The age of the TV means it won't be 4k, so an HD device would do unless you have plans to upgrade it soon. If you do then most modern TVs will have all the aps you require anyway, & some even come with Roku built in.
@geedee Given you won't be wanting a huge 65" TV in your bedroom, you might consider an upgrade.
A 5* 43" 4K Ultra HD Smart TV can easily be bought for around £200 these days.
I set my 85 year old neighbour up with a Roku Express HD around the time that the BT Sport app closed down. It’s far better than fiddling about with Chromecast from his mobile phone as he’d been doing before. He uses it for his 2nd tv in the conservatory as he’s got Sky on the main tv in the lounge.
We have some experience in this area, having tried to run a TV in a room without an aerial by using a Roku Express instead. (The utility room, where we iron; it doesn’t look like the builder asked any women about this design, though the rest of the house is dripping with aerial outlets. But all driven off a central feed from a small relay station feeding the estate, as individual house aerials wouldn’t work here).
Now the Roku Express is a very nice device, does exactly what it says on the tin box, and we run several. And the broadcaster apps it carries all offer the live channels, unlike the ‘same’ apps on the TVs - including the TV we were using - and we lined up the apps, which Roku call channels, so they went BBC iPlayer, itvX, Channel Four and My 5 across the top, i.e. as close as we could get to a ‘Freeview channel change’ experience.
It was the apps that did for it, though; you could get into them easily enough with the above arrangement, but you couldn’t set a live channel and have that be there next time; every time we went back, we had to start from scratch and pick our way through the myriad other offerings the app had for us, just to get back to where we wanted to be.
And of course, no EPG.
What would have been perfect is the Freeview Play app I have on this iPad, which gives easy access to the main channels live, and provides an EPG; but the Freeview Play app on the TV is different, and doesn’t do that.
So, after struggling with it for a while, we bit the bullet and had our nice TV aerial people come and drill through the wall to pick up an aerial feed from the next room.

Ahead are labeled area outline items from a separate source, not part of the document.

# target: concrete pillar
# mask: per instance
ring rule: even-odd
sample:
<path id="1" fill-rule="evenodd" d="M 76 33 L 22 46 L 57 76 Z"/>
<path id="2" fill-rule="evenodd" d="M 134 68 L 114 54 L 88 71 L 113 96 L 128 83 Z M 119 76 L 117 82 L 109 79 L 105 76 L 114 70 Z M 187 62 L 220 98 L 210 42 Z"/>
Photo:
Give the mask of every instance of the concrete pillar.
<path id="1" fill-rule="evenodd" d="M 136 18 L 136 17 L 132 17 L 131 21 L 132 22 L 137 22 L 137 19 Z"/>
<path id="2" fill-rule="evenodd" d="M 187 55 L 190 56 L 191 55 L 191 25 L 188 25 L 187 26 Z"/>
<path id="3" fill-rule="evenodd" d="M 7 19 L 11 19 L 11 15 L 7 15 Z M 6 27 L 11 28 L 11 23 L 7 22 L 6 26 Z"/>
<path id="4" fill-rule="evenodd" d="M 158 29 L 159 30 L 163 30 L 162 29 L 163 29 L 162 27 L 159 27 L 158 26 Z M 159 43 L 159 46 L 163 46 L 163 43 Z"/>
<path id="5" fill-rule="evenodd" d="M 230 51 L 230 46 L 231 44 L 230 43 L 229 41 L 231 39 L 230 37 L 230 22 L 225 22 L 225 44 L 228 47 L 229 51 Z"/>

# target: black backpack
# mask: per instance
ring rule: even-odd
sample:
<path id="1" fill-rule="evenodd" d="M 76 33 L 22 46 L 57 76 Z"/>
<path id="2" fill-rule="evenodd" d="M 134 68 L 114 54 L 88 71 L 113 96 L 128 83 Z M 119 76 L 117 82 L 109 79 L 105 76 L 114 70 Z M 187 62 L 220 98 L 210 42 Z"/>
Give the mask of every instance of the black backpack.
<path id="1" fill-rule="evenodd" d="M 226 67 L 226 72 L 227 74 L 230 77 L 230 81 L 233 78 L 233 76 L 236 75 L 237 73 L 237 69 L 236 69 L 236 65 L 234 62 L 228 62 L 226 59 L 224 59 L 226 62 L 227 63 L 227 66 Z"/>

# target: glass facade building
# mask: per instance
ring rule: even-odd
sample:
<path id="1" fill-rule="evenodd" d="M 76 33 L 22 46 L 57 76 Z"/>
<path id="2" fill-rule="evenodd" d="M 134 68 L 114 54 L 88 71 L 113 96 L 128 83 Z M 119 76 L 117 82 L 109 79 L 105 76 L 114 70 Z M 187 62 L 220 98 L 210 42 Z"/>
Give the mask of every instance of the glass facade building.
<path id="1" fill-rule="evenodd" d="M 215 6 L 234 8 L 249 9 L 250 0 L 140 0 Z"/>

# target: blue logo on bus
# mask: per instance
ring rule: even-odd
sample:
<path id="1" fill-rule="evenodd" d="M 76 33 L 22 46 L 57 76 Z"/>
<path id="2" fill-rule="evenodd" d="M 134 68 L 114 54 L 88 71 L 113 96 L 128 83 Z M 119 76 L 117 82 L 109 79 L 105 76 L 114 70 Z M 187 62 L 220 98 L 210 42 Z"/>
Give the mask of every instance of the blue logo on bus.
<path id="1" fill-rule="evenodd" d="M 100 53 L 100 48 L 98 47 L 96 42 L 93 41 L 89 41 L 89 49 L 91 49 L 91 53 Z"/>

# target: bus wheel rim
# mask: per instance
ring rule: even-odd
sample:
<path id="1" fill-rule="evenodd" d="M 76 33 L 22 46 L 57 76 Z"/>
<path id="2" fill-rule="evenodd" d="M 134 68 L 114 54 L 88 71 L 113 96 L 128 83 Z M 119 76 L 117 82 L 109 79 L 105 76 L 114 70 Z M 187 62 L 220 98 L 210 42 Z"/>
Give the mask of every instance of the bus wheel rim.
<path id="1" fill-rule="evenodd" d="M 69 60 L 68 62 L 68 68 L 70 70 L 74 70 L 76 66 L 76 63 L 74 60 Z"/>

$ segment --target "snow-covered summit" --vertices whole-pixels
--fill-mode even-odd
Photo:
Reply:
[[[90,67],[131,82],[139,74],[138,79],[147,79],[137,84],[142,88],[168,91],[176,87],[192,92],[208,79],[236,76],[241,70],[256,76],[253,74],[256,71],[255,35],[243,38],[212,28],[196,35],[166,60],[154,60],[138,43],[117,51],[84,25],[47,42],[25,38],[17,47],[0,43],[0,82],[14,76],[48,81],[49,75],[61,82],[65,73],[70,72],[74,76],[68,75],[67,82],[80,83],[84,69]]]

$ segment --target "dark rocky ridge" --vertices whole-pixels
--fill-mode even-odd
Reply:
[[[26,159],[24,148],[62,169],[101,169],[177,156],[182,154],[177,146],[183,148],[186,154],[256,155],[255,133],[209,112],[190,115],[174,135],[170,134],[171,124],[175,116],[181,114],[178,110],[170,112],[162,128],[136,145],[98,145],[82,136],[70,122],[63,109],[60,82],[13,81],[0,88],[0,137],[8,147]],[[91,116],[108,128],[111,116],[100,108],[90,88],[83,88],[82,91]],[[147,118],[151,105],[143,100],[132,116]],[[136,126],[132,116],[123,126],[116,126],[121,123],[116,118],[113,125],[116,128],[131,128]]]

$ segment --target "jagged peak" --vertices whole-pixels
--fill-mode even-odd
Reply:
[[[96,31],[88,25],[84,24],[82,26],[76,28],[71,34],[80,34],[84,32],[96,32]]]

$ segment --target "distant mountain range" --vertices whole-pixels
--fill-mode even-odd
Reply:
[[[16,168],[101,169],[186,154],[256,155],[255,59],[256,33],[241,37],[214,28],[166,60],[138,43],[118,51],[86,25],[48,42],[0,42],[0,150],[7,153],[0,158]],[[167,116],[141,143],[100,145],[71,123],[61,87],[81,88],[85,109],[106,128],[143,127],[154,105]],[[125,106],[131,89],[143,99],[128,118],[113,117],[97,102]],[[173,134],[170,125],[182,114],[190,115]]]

So now this TV works just like the others.
So yes to a Roku Express augmenting a TV with an aerial, if that doesn’t carry the apps itself. But no to trying to replace a mini box with one, to get the broadcast channels. Maybe Freely will bring an advance this year, or next year, if Freely boxes become available, though.
But it still leaves pause and rewind live TV as the mini box’s unique party trick though, if that matters to you.